By PETER JESSUP
With the benefit of tutelage from American master coach Tax Winter behind them, national league coaches go into the penultimate round rejuvenated for games crucial to playoff places.
Only Waikato are guaranteed a finals spot, at home, this month.
Nelson will make or break against Auckland at Unitec tonight and across the bridge against hapless North Harbour tomorrow.
Wellington are likely to make the playoffs, but face two hard away games against Hawkes Bay and Auckland.
Auckland have to win tonight away to Wellington, then Palmerston North, to finish their season.
They are without forward Daryl Cartwright, who has a broken wrist, for the Nelson game and the rest of their season.
A clinic by Winter at Youthtown on Wednesday night for coaches was a tonic for Auckland and Tall Black coach Tab Baldwin as the domestic season builds to its climax and the international season approaches.
Winter, a 55-year coach, assistant to Phil Jackson as the Chicago Bulls won six NBA titles and lately the LA Lakers two, had put meat on the bones of what Baldwin knew about the visitor's famed triangle offence.
Winter had showed how various adjustments could be made, the options that could be followed and opportunities exploited as teams worked to defend against the triangle, Baldwin said. He has followed the Winter scheme, but this season been without the block that Auckland's championships were based on, Pero Cameron.
Winter admitted that his game plan relied on a star, if not two, and in that he had been lucky with Michael Jordan at the Bulls then Shaquille O'Neal at the Lakers.
"You don't get to be champions without great players and I was very fortunate," he said. "At the Bulls there was Jordan assisted by [Scottie] Pippen.
"At the Lakers there are two great players in Shaquille and Kobe [Bryant]. But it requires the rest of the 12 to do their job.
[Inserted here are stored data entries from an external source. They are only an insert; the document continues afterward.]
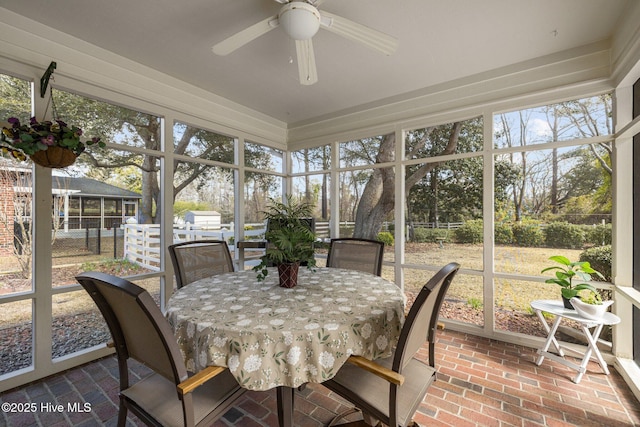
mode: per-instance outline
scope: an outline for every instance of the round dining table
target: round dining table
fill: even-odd
[[[326,381],[350,355],[390,356],[404,304],[398,286],[372,274],[301,267],[298,285],[283,288],[270,268],[264,281],[244,270],[193,282],[171,296],[166,316],[188,370],[225,366],[244,388],[278,388],[287,426],[292,391],[283,388]]]

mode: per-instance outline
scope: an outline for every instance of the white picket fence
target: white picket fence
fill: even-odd
[[[260,232],[260,230],[258,230],[258,232]],[[264,229],[261,233],[264,234]],[[227,243],[232,243],[232,237],[232,225],[217,229],[190,224],[173,226],[173,243],[190,242],[192,240],[224,240]]]
[[[259,227],[262,224],[255,224]],[[233,244],[233,226],[229,228],[209,229],[197,225],[174,225],[173,243],[193,240],[224,240],[231,251]],[[152,271],[160,270],[160,225],[158,224],[125,224],[124,226],[124,257]],[[264,236],[264,228],[254,228],[244,232],[245,238],[257,239]]]
[[[247,224],[249,230],[244,231],[244,238],[264,238],[264,224]],[[151,271],[160,270],[160,225],[158,224],[125,224],[124,225],[124,257]],[[329,236],[329,223],[316,222],[316,234]],[[233,224],[221,224],[219,228],[192,224],[174,224],[173,243],[193,240],[224,240],[229,250],[235,250]]]
[[[124,257],[146,267],[160,270],[160,225],[126,224],[124,226]]]

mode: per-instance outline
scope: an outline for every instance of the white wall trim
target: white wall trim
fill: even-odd
[[[640,69],[640,2],[630,2],[611,44],[611,77],[615,85],[630,86]]]
[[[358,131],[424,120],[443,112],[482,114],[483,109],[522,108],[523,103],[549,103],[553,98],[583,96],[613,89],[608,41],[548,55],[490,72],[387,98],[369,106],[339,111],[325,118],[289,126],[292,150],[345,140]]]

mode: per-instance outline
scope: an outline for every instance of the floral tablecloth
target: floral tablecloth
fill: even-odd
[[[251,390],[298,387],[335,375],[351,354],[387,357],[404,322],[404,296],[378,276],[300,268],[298,285],[278,286],[271,269],[202,279],[167,306],[187,369],[227,366]]]

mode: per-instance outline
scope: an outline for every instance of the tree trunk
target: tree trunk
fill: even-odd
[[[148,164],[151,162],[151,159],[155,159],[155,157],[144,156],[143,170],[151,170]],[[140,201],[140,215],[138,219],[140,224],[153,224],[153,181],[155,177],[156,173],[154,172],[142,173],[142,200]]]
[[[152,150],[160,149],[160,120],[153,120],[149,117],[146,126],[136,127],[138,134],[145,142],[145,147]],[[155,156],[143,156],[142,160],[142,201],[140,205],[140,223],[141,224],[159,224],[162,209],[156,209],[160,206],[160,187],[158,184],[158,158]]]
[[[393,211],[395,199],[393,168],[375,169],[362,192],[356,211],[354,237],[376,240],[382,223]]]
[[[429,222],[433,223],[433,228],[438,228],[438,169],[431,171],[431,194],[433,194],[433,208],[429,210]]]
[[[407,239],[414,241],[416,239],[416,229],[413,226],[413,213],[411,212],[411,203],[407,203]]]
[[[456,151],[458,138],[460,137],[461,122],[456,122],[451,128],[447,146],[438,155],[453,154]],[[380,149],[376,157],[376,163],[391,162],[395,154],[395,133],[385,135],[380,142]],[[405,178],[405,191],[409,190],[427,173],[437,168],[440,162],[425,163],[413,174]],[[356,211],[356,224],[353,237],[376,240],[382,229],[382,224],[395,206],[395,171],[394,168],[374,169],[369,181],[365,185],[362,197]]]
It's not that they have to play second fiddle - they have to play their role," Winter said.
The Bulls had more trouble convincing Jordan he had to pass to others than they did convincing others to play for Jordan, Winter said.
"It's a team game - you can't win it on your own, you won't win a championship if you don't have a team."
His principles are:
1. Penetration - play the court baseline to baseline.
2. Maintain a 5m-6m distance between players.
3. Maintain good defence balance, and good position to take rebounds.
4. On attack, deliver the ball to the first man who is open and create operating room for the attack by the approach.
Winter had been Jackson's boss at the Bulls and was about to retire when Jackson was promoted to head coach.
"I was fortunate he embraced my philosophy," Winter said.
But now the pair were feeling less as though they needed each other, and family and other commitments appealed as he approached 80.